About 150 leaders, including US President Barack Obama, his Chinese counterpart, Xi Jinping, India’s Prime Minister Narendra Modi and Russian President Vladimir Putin, will attend the start of the conference, which is tasked with reaching the first truly universal climate pact.
The goal is to limit average global warming to two degrees Celsius, over even less, pre-Industrial Revolution levels by curbing fossil fuel emissions blamed for climate change.
If they fail to do so, scientists warn of a world that will be increasingly inhospitable to human life, with superstorms, drought, and rising sea levels that swamp vast areas of land.
On the eve of Saturday’s protests, French President Francois Hollande, host of the November 30-December 11 talks, warned of the obstacles ahead for the 195 nations seeking new limits on heat-trapping gas emissions from 2020.
“Man is the worst enemy of man. We can see it with terrorism,” said Hollande, who spoke after leading ceremonies in Paris to mourn the victims of the November 13 bombing and shooting attacks that shook the French capital.
“But we can say the same when it comes to climate. Human beings are destroying nature, damaging the environment.

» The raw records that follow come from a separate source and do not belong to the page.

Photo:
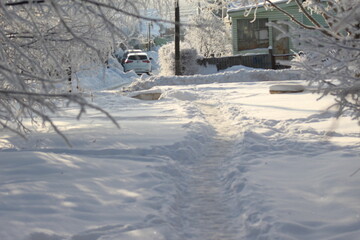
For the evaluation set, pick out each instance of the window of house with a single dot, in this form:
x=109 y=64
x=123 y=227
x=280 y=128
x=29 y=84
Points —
x=252 y=35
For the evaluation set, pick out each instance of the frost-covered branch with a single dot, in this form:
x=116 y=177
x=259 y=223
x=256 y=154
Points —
x=44 y=42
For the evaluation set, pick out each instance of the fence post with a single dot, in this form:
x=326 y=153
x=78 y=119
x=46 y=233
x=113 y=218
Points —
x=272 y=58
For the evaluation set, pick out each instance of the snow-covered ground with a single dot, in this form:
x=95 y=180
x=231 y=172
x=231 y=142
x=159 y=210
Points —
x=217 y=157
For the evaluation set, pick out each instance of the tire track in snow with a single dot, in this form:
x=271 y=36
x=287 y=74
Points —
x=205 y=213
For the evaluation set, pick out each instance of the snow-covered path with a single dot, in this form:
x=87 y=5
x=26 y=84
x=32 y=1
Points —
x=205 y=211
x=222 y=161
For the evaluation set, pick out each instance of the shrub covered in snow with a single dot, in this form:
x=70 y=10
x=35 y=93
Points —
x=188 y=58
x=212 y=38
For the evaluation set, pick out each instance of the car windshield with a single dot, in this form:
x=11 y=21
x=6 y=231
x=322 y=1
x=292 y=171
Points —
x=137 y=57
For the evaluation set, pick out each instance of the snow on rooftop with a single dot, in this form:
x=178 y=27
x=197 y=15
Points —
x=239 y=6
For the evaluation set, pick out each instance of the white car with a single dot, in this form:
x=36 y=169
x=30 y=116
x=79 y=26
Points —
x=137 y=61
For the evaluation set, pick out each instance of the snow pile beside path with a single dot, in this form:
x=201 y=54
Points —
x=100 y=78
x=242 y=75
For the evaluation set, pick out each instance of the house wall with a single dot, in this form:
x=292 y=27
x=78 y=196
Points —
x=272 y=15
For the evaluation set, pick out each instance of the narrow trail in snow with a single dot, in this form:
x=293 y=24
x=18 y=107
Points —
x=208 y=216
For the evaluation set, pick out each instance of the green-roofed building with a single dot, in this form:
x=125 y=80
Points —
x=256 y=37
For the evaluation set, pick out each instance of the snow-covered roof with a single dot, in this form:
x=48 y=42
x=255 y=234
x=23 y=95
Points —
x=238 y=6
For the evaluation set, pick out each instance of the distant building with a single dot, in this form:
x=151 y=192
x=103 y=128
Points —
x=256 y=37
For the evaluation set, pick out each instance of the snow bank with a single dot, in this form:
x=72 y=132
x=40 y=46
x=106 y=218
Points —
x=242 y=75
x=102 y=78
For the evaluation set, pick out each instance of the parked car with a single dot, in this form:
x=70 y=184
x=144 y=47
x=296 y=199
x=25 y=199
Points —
x=137 y=61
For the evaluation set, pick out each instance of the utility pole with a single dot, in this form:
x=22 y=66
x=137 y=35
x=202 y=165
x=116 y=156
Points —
x=149 y=36
x=177 y=38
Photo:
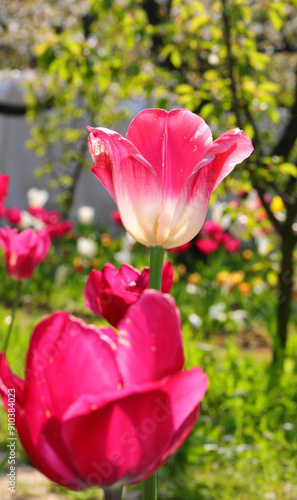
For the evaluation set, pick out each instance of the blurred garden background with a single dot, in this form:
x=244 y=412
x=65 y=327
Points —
x=233 y=62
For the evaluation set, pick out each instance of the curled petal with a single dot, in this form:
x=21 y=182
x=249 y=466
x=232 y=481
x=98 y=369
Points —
x=131 y=181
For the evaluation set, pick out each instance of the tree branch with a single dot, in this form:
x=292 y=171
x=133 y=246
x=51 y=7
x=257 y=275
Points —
x=230 y=61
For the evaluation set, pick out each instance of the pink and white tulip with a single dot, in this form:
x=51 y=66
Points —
x=161 y=175
x=98 y=408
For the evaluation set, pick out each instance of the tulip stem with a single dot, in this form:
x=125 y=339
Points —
x=156 y=267
x=14 y=308
x=113 y=494
x=149 y=488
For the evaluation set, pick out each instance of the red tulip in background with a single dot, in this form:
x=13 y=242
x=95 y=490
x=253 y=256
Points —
x=161 y=175
x=98 y=408
x=23 y=250
x=111 y=292
x=207 y=245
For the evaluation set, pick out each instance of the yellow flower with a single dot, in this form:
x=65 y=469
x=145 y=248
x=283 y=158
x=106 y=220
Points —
x=277 y=204
x=194 y=278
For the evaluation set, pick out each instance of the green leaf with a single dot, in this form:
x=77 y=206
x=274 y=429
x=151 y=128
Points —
x=275 y=19
x=288 y=168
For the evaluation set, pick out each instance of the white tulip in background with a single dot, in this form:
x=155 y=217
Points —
x=37 y=197
x=239 y=316
x=216 y=312
x=27 y=220
x=85 y=215
x=195 y=320
x=87 y=247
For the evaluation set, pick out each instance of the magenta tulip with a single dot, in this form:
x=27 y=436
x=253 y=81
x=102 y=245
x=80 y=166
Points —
x=23 y=251
x=4 y=184
x=111 y=292
x=161 y=175
x=98 y=408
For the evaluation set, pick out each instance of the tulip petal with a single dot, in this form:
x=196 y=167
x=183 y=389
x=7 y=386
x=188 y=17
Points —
x=66 y=358
x=185 y=391
x=51 y=463
x=92 y=289
x=119 y=441
x=190 y=210
x=150 y=340
x=173 y=143
x=225 y=153
x=140 y=427
x=130 y=180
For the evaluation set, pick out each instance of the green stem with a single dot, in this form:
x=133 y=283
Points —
x=14 y=308
x=149 y=486
x=156 y=267
x=113 y=494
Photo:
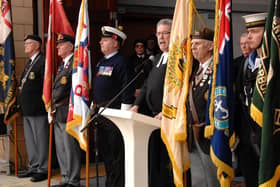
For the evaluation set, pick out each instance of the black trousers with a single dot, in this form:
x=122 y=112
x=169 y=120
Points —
x=111 y=149
x=3 y=126
x=248 y=149
x=160 y=168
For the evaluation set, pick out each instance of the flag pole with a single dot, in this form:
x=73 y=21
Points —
x=87 y=160
x=52 y=74
x=15 y=128
x=50 y=154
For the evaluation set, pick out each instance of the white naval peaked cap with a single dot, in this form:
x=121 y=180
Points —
x=114 y=33
x=255 y=20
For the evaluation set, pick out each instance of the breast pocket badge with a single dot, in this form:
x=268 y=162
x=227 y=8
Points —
x=105 y=71
x=63 y=80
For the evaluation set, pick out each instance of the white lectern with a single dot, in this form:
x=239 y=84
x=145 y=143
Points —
x=136 y=129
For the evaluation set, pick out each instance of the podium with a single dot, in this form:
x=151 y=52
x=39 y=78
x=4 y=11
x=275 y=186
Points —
x=136 y=129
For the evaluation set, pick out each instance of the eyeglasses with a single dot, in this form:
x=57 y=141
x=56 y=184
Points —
x=162 y=33
x=27 y=43
x=139 y=45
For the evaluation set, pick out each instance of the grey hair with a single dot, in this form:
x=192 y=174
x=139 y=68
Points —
x=244 y=34
x=165 y=21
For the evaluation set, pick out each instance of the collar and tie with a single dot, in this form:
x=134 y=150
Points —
x=162 y=59
x=60 y=68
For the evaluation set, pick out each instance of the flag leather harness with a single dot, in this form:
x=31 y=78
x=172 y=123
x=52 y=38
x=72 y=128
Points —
x=196 y=125
x=23 y=80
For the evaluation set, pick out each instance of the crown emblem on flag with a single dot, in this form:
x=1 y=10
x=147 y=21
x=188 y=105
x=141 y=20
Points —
x=60 y=36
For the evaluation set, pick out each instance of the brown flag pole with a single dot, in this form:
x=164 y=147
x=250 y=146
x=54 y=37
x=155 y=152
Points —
x=15 y=129
x=53 y=67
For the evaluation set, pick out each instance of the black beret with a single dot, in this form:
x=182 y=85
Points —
x=205 y=33
x=139 y=41
x=65 y=38
x=114 y=33
x=33 y=37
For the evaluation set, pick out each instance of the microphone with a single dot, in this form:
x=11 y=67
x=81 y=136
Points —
x=146 y=65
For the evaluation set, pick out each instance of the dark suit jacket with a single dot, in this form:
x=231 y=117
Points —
x=200 y=98
x=152 y=90
x=30 y=97
x=110 y=76
x=61 y=92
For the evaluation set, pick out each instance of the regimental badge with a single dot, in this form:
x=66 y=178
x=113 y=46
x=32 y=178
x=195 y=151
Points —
x=31 y=75
x=105 y=71
x=63 y=80
x=206 y=96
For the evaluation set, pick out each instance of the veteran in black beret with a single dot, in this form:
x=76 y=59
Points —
x=67 y=147
x=203 y=171
x=110 y=76
x=249 y=132
x=35 y=120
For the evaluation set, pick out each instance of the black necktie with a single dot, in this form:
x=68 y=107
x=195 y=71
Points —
x=198 y=75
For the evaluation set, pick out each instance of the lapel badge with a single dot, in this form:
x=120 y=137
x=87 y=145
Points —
x=63 y=80
x=31 y=75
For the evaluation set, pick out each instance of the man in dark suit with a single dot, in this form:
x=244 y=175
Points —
x=35 y=119
x=67 y=147
x=112 y=73
x=203 y=171
x=247 y=130
x=160 y=171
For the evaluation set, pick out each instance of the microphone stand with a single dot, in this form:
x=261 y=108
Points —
x=90 y=122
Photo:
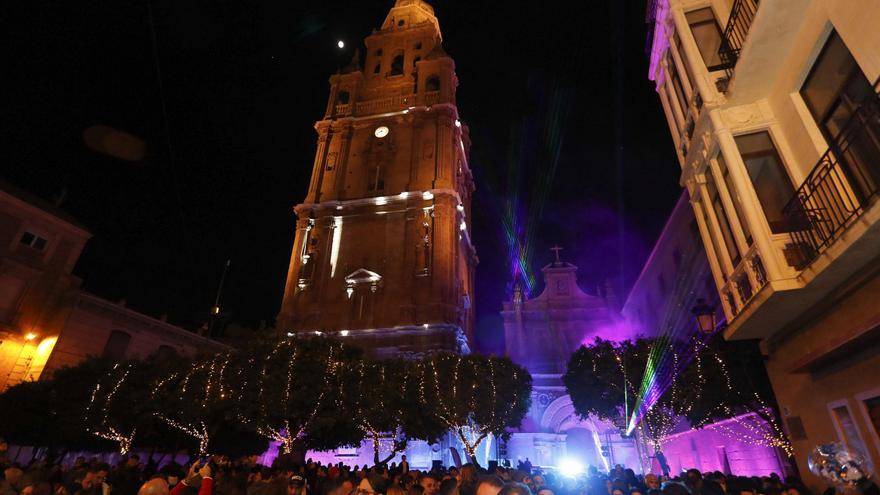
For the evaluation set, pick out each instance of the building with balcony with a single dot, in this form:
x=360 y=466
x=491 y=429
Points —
x=774 y=111
x=46 y=320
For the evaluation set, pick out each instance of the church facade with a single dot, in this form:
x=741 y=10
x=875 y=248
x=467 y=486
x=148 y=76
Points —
x=382 y=255
x=541 y=334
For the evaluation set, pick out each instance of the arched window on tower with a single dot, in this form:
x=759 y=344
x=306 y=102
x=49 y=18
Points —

“It is therefore for human beings to face up to their responsibilities for the good of future generations.”
Potential stumbling blocks in Paris abound, ranging from financing for climate-vulnerable countries to scrutiny of commitments to curb greenhouse gases, and even the legal status of the accord.
The last attempt to forge a global deal – the 2009 Copenhagen summit – foundered upon divisions between rich and poor countries.
French Foreign Minister Laurent Fabius highlighted four key issues still dividing nations, but sounded optimistic that a deal could be reached during the two weeks of talks.
Protest organisers say they expect hundreds of thousands to take to the streets globally this weekend, with further rallies planned in Johannesburg and Edinburgh on Saturday, while similar events were set for Sunday in Seoul, Rio de Janeiro, New York, and Mexico City.
In Paris, French authorities cancelled two demonstrations following the November 13 attacks which killed 130 people at restaurant terraces, a concert hall and the national stadium.